By the time Sandy has passed, it will be November, and November means graduate school research crunch time, and National Novel Writing Month (henceforth always to be referred to as NaNoWriMo). Over the summer I committed (via the strongest of binding statements; a tweet) to writing a book this year. This piece of writing has taken myriad forms in my mind over the passing months, fluctuating between temper and temperance. I have a lot of criticism for the church (both specific and general) that I’d like to get down. But if recent incidents have taught me anything it’s that I’m not in the proper place spiritually to be questioning my elders, whether or not I have any valid points. Humility must precede such things, and I am a slave to pride.
The reality is that I have to nail this grad school search here and now. This is do or die time for me. If I hit December, it’s too late. Deadlines will begin to pass. References will be requested too late. I gambled a lot on my own ability to stay focused on my future when I left Upton. The next couple weeks I’ll see the wheels on the slot machine stop spinning and we’ll all know whether my gut feeling was inspired or insidious.
To that end, while setting other goals in my life is amiable, and while maintaining productivity and avoiding tunnel vision are crucial to my success as a human being, I can’t allow secondary, ultimately arbitrary things to interfere with me over the next month. I’ll search, and I’ll read, and I’ll reach out, and if I find the time to write a column here or there, great. If I outline a novel or some essays, great. But if at the end of the month I’ve accomplished finding a dozen schools I feel confident in applying to and nothing else, that will be okay with me. More would be wonderful. Less would be devastating.
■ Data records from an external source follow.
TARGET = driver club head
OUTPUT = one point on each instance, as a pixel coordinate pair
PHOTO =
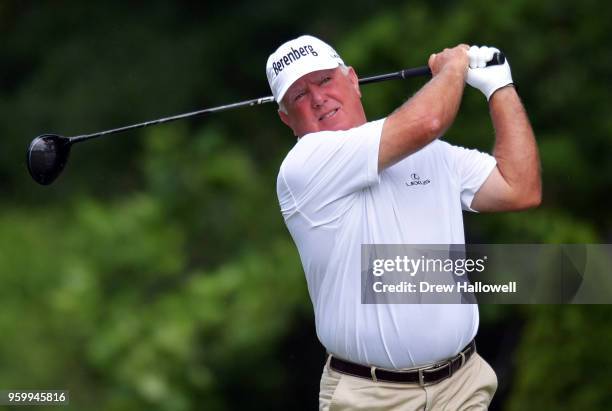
(47, 157)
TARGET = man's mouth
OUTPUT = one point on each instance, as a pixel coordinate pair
(329, 114)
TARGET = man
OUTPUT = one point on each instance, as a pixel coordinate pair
(344, 184)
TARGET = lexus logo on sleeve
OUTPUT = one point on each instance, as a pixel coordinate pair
(416, 181)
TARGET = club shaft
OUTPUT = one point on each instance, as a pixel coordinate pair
(402, 74)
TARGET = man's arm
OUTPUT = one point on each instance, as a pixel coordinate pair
(430, 112)
(515, 183)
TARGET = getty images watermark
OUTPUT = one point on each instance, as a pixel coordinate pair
(486, 273)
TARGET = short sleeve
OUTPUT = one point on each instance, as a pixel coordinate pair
(325, 168)
(471, 168)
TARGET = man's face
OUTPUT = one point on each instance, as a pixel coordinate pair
(324, 100)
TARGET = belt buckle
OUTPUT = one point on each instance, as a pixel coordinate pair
(422, 382)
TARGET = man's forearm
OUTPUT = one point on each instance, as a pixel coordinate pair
(515, 149)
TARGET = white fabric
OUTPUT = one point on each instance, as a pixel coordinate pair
(297, 58)
(333, 200)
(487, 79)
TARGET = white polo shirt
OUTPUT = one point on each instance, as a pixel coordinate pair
(334, 200)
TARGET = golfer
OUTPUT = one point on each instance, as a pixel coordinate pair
(347, 182)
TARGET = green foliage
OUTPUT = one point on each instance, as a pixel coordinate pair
(156, 273)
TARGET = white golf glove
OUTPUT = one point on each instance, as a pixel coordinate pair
(487, 79)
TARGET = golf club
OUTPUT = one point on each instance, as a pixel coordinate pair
(48, 153)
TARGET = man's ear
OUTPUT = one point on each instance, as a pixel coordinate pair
(354, 80)
(285, 119)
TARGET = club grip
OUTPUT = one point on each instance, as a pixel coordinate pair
(498, 59)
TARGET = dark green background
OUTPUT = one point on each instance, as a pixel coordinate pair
(157, 274)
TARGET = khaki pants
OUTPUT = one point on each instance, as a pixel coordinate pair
(470, 388)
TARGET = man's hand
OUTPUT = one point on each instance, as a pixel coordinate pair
(487, 79)
(450, 59)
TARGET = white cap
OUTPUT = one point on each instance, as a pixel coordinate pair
(296, 58)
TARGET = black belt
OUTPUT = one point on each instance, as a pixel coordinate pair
(423, 376)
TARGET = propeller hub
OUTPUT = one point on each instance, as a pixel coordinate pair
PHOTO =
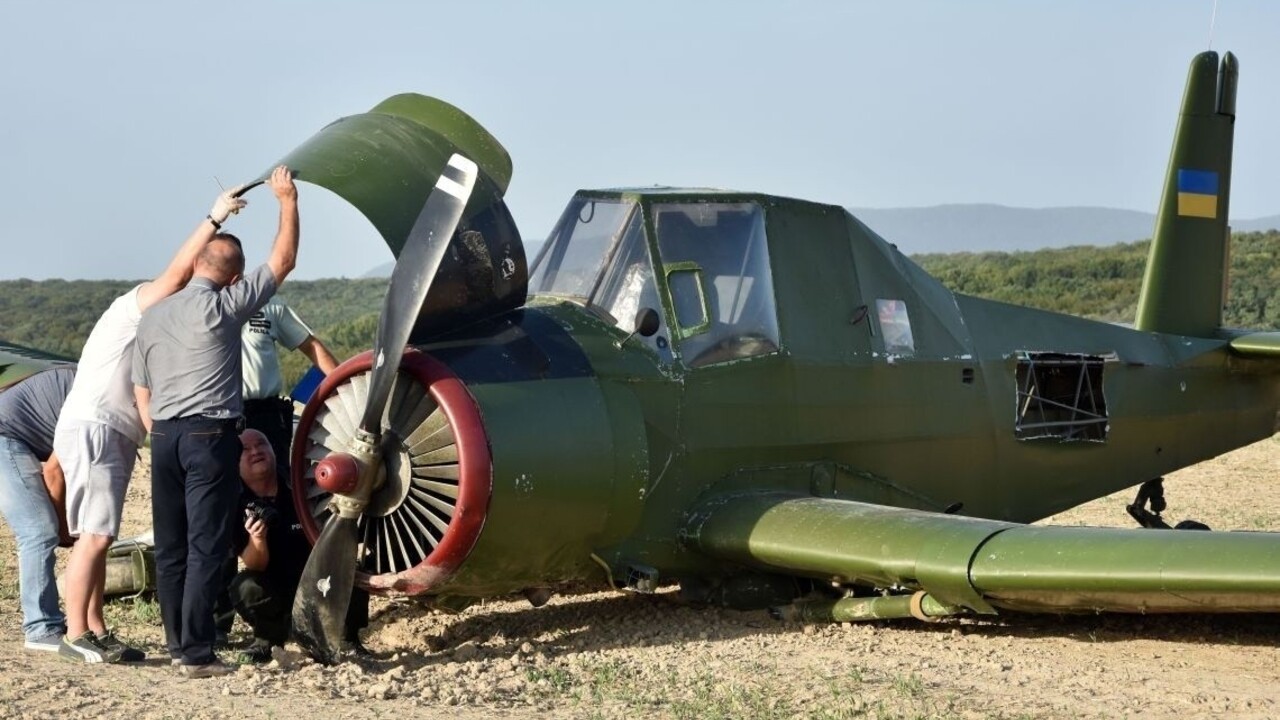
(338, 473)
In the interest of saving face to some extent, I will say this: if people have a real problem with my decision to renege, or if they were really looking forward to some topic or another, I’ll do my best to accommodate. I need to do what’s best for me; let me know if you think I’m not. Meanwhile, especially if you’re an East coast dweller like I am, please try to stay safe this week. Winter is coming…but Sandy will get here first.